Another problem is that cancer appears to develop due to completely different reasons from one person to another. This is down to our individual DNA.
“If we study 10,000 people who’ve been exposed to some substances that we know are carcinogenic, then perhaps just ten, five, or one per cent of those will develop cancer. Why? I think it’s down to the interaction between you genetic composition and external influences,” says Olsen.

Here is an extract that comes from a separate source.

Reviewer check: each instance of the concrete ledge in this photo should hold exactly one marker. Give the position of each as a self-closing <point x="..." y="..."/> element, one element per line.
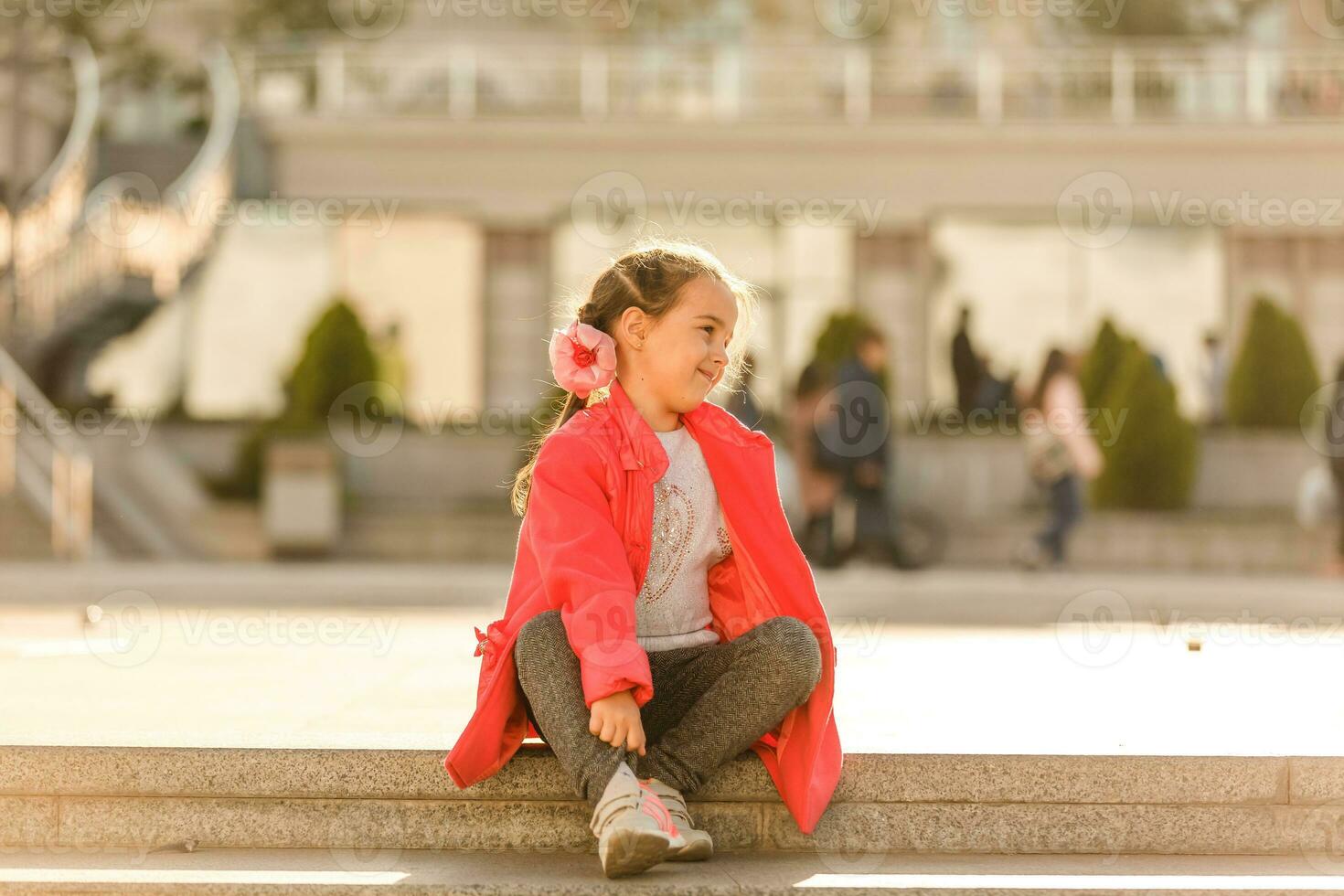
<point x="413" y="872"/>
<point x="535" y="774"/>
<point x="99" y="798"/>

Part of the fight against cancer is to try to prevent it developing in the first place. Or at least to develop early detection techniques to spot cases in time to stop the disease before it mutates and spreads.
We already know how to do that for a couple of types of cancer.
In Denmark, for example, between 164,000 to 374,000 people develop cancer because of avoidable habits or lifestyle factors such as smoking, sunbathing without protection, unhealthy diet, exposure to HPV infections, or carcinogenic substances, and radioactivity.
Effective information and campaigns can help reduce cases of cancer, says Olsen.
“It’s important to remember that prevention and early diagnosis will be key players in the coming years when it comes to putting the brakes on cancer,” he says.